И чем дольше он рассказывал, тем все с большей тоской и сожалением размышлял я о значении пристанища. Не так уж и плох был, в конце концов, мой подвал. Ведь и за его стенами люди живут не лучше. Единственная разница между ними и мной заключалась в том, что они выползают наружу, чтобы добыть себе все необходимое, и ради этого исходят потом, ловчат и обманывают, когтями и зубами вырывают у других лакомые куски. Меня же заботит не это. Моя ежедневная забота — договориться с самим собой.
Я думал о том, каким смешным и жалким будет выглядеть мое возвращение. Я прокрадусь в подвал, отыщу себе уголок и свернусь там калачиком один-одинешенек. Я вползу как собака с поджатым хвостом. Больше не стану досаждать им сценами ревности. Я буду благодарить за любые крохи, которые мне кинут. Захотят они привести своих любовников и заниматься с ними любовью в моем присутствии — никаких возражений. Не кусают же руку, которая кормит.
Теперь, когда я насмотрелся на мир, я не стану ни на что жаловаться. Я на все согласен, только бы не стоять снова под дождем на обочине, не зная, куда идти.
Как бы то ни было, рассудка я еще не лишился. Значит, могу лежать в темноте и думать, думать, думать, думать, сколько захочу. И пусть другие людишки мечутся взад-вперед, перетаскивают вещи, покупают, продают, кладут деньги в банк и берут их из банка. Все это ужасно. Только бы не быть похожим на них! Лучше я прикинусь животным, скажем, собакой, и мне будут время от времени кидать кости. Буду вести себя послушно, так меня погладят и приласкают. Может быть, найду доброго хозяина, который станет выводить меня на поводке гулять и позволять делать пи-пи повсюду. Мне смогут попадаться другие собаки, в том числе противоположного пола, и я смогу быстренько урвать в свое удовольстие. О, теперь я научился быть тихим и послушным. Уроки пошли мне на пользу. Я свернусь калачиком в углу возле камина, тихий и ласковый, какой вы захотите. Не будут же они настолько жестоки, чтобы выгнать меня. Да и к тому же, раз я ничего не буду просить, не буду настаивать на своих правах, если они смогут вести себя так, словно они совсем одни, почему же им не отвести мне этого самого местечка в углу у камина? Вся штука в том, чтобы прокрасться туда в их отсутствие, а то они еще захлопнут двери перед моим носом.
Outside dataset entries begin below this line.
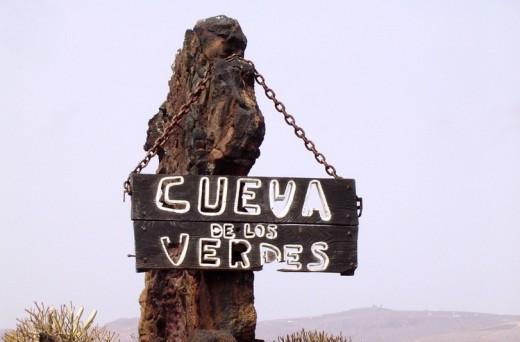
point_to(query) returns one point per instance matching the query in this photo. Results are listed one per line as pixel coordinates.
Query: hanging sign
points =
(241, 223)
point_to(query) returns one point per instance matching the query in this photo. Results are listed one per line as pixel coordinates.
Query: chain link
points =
(194, 96)
(289, 119)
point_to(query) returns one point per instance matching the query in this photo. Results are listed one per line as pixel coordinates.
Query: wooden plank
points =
(295, 200)
(212, 246)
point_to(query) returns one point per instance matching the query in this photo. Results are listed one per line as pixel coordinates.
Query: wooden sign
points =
(242, 223)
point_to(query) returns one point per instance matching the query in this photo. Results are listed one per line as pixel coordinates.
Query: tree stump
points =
(221, 134)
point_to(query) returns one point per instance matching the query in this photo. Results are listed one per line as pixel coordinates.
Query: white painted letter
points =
(244, 194)
(244, 263)
(281, 204)
(309, 208)
(318, 250)
(163, 198)
(208, 252)
(217, 208)
(269, 253)
(183, 240)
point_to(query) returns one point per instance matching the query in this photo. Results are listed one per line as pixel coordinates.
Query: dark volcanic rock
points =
(221, 134)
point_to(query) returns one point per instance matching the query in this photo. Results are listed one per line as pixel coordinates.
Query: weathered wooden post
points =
(221, 134)
(201, 225)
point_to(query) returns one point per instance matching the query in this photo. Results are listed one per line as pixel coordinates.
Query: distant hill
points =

И здесь меня ударила пугающая мысль. А вдруг они уехали? Вдруг дом окажется пустым?
Где-то возле Элизабет мы остановились. Что-то случилось с двигателем. И надолго, судя по всему. Чем торчать здесь всю ночь, я решил выйти и попробовать поймать другую машину. Дошел до бензоколонки и стал ждать попутку до Нью-Йорка. Терпения у меня хватило на час с небольшим, а потом я плюнул и двинулся вперед на своих двоих. Дождь перестал хлестать, так, слегка моросило. Время от времени представляя, как хорошо будет заползти в собачью конуру, я переходил на бег. Мне оставалось миль пятнадцать.
В какой-то момент мне вдруг стало так хорошо, что я запел. И пел все громче и громче, словно хотел, чтобы знали, что я иду. Само собой, я не собирался ворваться в дом с песней на устах — еще перепугаешь их до смерти.
От песен я почувствовал голод. Увидел Херши-бар рядом с дорогой. Прекрасно. Все не так уж плохо, сказал я себе. Нам не надо просить кости и получать отказ. Мы сможем поесть настоящей еды, перед тем как умрем! О чем вы думаете? О жарком из барашка? Нет, тебе не надо думать о вкусных вещах — думай о костях и объедках. Теперь ты начинаешь собачью жизнь.
Так я сидел на камне возле дороги, ведущей от Элизабет к Нью-Йорку, когда увидел приближающийся грузовик. Это был тот самый парень, которого я покинул совсем недавно. На этот раз он завел разговор об автомобильных моторах, о том, что им полезно, а что вредно и так далее.
— Ну, скоро приедем, — сказал он вдруг в середине разговора.
— Куда? — спросил я.
— В Нью-Йорк, конечно… А ты что подумал?
— Ага, Нью-Йорк, разумеется. Я забыл.
— Скажи, какого черта тебе делать в Нью-Йорке? Извини, что я так напрямик спрашиваю.
— Я возвращаюсь к своей семье.
— А тебя долго не было?
— Лет десять, — произнес я медленно, как бы прикидывая сроки.
— Десять лет! Ничего себе! И что же ты делал все это чертовски долгое время? Просто болтался повсюду?
— Ага, просто болтался.
— Ох и обрадуются они, наверное, твоему возвращению.
— Наверное, обрадуются.
— Чего-то ты не слишком уверенно говоришь. — Он бросил на меня вопросительный взгляд.
— Что правда, то правда. Сам знаешь, как это бывает.
— Да уж, знаю, повстречал я парней вроде тебя. И всегда возвращаются в курятник, кто раньше, кто позже.
Он сказал «курятник». Я сказал «конура» — про себя, конечно, не вслух. Конура мне нравилась больше. Курятник — это куры, голуби, домашняя живность, несущая яйца. Я не собираюсь лежать среди яиц. Кости и объедки, кости и объедки, кости и объедки. Я повторял это снова и снова, чтобы морально подготовить себя к возвращению домой, как побитая собака.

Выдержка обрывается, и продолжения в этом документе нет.